Clean coal was a push in the industry for a while, but the $7.5 billion Kemper plant boondoggle by Southern Company (SO 0.45%) showed that it would never be economical. A nuclear renaissance has also been a dream for many utilities and investors, but costs have once again ballooned out of control. 

Southern Company's expansion of the Vogtle Electric Generating Plant is billions of dollars over schedule and will be the cause of increased electricity rates in Georgia. In the last week, Duke Energy (DUK 0.43%) seems to have given up on its nuclear dreams entirely. The Lee Nuclear Station was abandoned by the company last week, a few years after the suspension of the Levy nuclear plant in Florida that resulted in about $1 billion in expenses that were charged to customers. What came next wasn't another nuclear plant, but a proposal to build 700 MW of solar energy installations, 50 MW of energy storage, and 500 EV chargers as part of a $6 billion plan to upgrade the grid in Florida. Finally, utilities and regulators are seeing renewable energy and energy storage as an asset and abandoning risky energy sources that have been multibillion-dollar boondoggles for the industry. 

Nuclear power plant with four stacks shown on a partly cloudy day.

Image source: Getty Images.

Utilities aren't about taking risks

The shift away from nuclear and clean coal projects is telling for the future of utilities.

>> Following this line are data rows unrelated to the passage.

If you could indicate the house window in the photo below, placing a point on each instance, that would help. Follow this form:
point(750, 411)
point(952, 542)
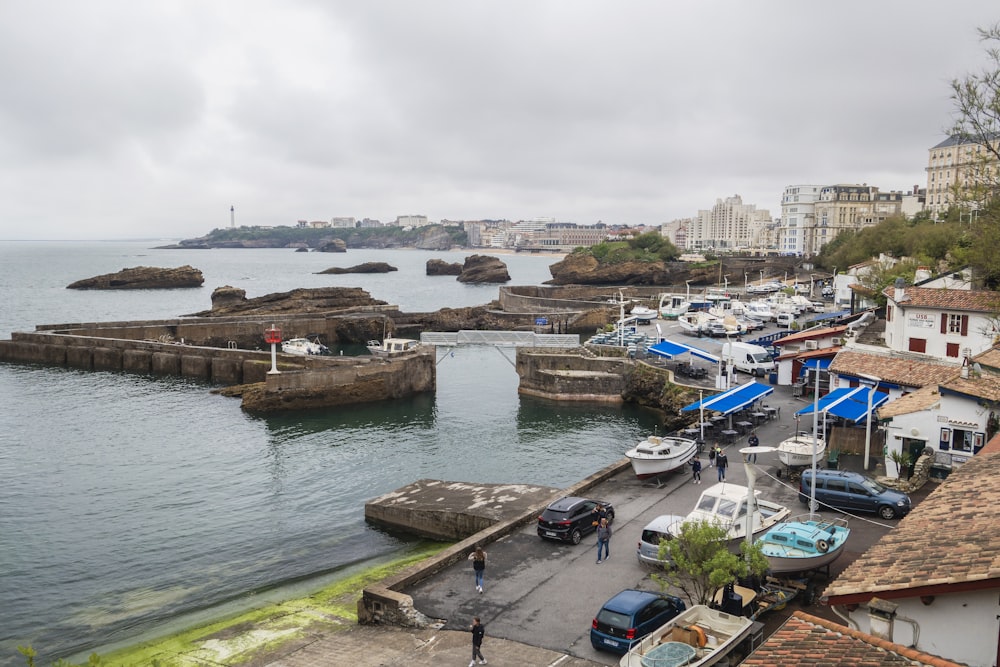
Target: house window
point(955, 324)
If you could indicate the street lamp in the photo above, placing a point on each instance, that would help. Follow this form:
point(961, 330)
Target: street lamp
point(873, 380)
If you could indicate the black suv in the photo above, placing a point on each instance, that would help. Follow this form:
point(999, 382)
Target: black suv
point(569, 519)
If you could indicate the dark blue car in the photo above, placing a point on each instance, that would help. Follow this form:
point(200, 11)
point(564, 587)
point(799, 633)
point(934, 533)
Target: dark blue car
point(629, 616)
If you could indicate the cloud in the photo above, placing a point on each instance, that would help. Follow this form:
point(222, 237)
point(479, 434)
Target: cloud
point(124, 119)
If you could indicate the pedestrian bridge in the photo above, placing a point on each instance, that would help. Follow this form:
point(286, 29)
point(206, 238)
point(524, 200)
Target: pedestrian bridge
point(499, 338)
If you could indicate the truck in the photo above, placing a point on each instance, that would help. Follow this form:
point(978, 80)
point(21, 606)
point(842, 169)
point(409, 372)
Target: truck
point(749, 358)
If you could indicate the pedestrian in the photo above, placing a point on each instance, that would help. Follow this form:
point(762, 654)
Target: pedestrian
point(478, 631)
point(721, 462)
point(603, 540)
point(478, 558)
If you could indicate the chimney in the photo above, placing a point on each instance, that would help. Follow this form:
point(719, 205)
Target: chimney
point(881, 614)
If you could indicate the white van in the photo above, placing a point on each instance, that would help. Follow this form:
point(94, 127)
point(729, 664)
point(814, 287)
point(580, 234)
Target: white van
point(748, 358)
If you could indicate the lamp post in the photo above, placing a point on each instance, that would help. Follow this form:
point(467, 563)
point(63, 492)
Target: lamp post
point(873, 380)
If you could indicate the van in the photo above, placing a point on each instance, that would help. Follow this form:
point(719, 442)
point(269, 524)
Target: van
point(854, 492)
point(749, 358)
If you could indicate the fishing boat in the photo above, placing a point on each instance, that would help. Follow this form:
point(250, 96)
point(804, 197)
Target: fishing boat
point(697, 637)
point(673, 306)
point(725, 504)
point(655, 455)
point(804, 543)
point(388, 347)
point(797, 451)
point(304, 347)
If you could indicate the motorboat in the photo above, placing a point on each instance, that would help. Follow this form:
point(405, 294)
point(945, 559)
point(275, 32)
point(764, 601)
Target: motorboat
point(673, 306)
point(643, 314)
point(798, 450)
point(804, 543)
point(657, 455)
point(697, 637)
point(304, 347)
point(725, 505)
point(389, 347)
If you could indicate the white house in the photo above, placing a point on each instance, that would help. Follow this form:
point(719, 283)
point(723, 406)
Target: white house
point(932, 582)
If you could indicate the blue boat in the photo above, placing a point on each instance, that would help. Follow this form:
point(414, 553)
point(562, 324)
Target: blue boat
point(803, 544)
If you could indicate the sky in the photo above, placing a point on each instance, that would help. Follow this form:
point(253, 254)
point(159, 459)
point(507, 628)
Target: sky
point(123, 119)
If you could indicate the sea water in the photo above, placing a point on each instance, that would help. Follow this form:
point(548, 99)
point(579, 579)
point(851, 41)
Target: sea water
point(132, 503)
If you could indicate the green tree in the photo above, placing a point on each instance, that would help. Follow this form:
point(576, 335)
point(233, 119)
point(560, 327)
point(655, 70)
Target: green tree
point(702, 564)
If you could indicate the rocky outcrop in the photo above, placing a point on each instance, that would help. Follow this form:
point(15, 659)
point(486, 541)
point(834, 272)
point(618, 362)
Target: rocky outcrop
point(143, 277)
point(367, 267)
point(483, 269)
point(232, 301)
point(333, 245)
point(439, 267)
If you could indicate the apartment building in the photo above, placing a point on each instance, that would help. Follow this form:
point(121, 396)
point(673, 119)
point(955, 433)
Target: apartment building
point(955, 163)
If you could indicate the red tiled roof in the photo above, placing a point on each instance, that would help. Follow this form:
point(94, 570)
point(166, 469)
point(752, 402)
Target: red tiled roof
point(946, 299)
point(962, 554)
point(904, 371)
point(807, 640)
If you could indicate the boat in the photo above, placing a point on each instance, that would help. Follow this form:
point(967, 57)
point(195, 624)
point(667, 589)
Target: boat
point(304, 347)
point(804, 543)
point(643, 314)
point(798, 450)
point(673, 306)
point(697, 637)
point(389, 347)
point(725, 504)
point(655, 455)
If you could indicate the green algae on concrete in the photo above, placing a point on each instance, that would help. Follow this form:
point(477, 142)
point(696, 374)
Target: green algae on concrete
point(255, 636)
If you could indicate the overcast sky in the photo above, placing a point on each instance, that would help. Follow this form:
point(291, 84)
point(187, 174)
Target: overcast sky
point(125, 119)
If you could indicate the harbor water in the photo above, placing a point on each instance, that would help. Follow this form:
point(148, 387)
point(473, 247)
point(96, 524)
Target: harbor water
point(133, 503)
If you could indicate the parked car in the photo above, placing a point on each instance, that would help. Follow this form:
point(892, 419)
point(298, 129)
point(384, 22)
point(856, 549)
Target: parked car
point(660, 528)
point(854, 492)
point(629, 616)
point(570, 518)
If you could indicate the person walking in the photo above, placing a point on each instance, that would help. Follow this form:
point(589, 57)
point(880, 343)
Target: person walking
point(696, 469)
point(478, 631)
point(478, 558)
point(721, 462)
point(603, 540)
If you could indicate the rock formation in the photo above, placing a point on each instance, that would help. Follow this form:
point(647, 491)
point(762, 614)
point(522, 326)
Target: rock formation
point(439, 267)
point(483, 269)
point(143, 277)
point(367, 267)
point(229, 300)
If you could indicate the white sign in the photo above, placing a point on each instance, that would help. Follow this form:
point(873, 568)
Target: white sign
point(920, 321)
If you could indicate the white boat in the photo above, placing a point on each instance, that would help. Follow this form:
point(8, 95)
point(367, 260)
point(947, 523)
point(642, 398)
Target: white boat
point(798, 450)
point(725, 504)
point(389, 347)
point(697, 637)
point(673, 306)
point(803, 543)
point(304, 347)
point(643, 314)
point(655, 455)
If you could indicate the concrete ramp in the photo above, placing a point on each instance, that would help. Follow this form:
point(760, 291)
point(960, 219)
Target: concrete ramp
point(444, 510)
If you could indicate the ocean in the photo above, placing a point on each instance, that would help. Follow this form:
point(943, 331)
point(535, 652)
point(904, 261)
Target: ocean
point(133, 506)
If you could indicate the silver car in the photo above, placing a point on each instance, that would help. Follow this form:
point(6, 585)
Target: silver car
point(660, 528)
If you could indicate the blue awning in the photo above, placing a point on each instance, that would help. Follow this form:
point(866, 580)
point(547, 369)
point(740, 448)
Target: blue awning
point(733, 399)
point(848, 403)
point(670, 349)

They aren't in the business of taking undue technology risks and neither technology has proven to be cost effective or even a viable alternative to natural gas or renewable energy. If regulators -- and ultimately customers -- aren't willing to subsidize these new technologies, they'll be mothballed for technologies like wind, solar, and energy storage that we know are cost effective today. 

The losses and cost overruns I've highlighted above will not only deter utilities from making similar investments in the future, it will shift the way regulators will look at nuclear and coal ("clean" or not). Ultimately, a regulator's job is to ensure that there's a stable electricity source for customers at the lowest possible price. With wind and solar now costing less than nuclear and coal energy, there's little justification to keep building nuclear or coal plants.

Large installation of solar panels with a wind turbine in the background at dusk.

Image source: Getty Images.

Utilities have turned their focus to renewables

As I mentioned, a part of the official shutdown of the Levy nuclear site, Duke Energy Florida has to build 700 MW of solar in the next four years. This is notable because Florida -- a.k.a. the "Sunshine State" -- is No. 12 for solar installations in the U.S. with just 725.1 MW, according to the Solar Energy Industries Association. After years of fighting solar energy, Duke Energy, Southern Company's Gulf Power Company, and NextEra Energy's (NEE 2.19%) Power & Light -- the main utilities in Florida -- are all embracing renewable energy. 

Their change of tune ultimately doesn't come down to the fact that these utilities are concerned about how renewable energy is or reducing CO2 emissions. It's all about dollars and cents. Wind, solar, and energy storage provide predictable costs that are competitive with other sources of energy and nuclear and coal are no longer competitive. It's as simple as that, and if utilities and regulators are publicly making the realization that renewable energy is really the most cost effective form of energy, it shows how far the industry has come from the days wind and solar were questioned as energy sources. Wind and solar are the future of energy, even in a state like Florida.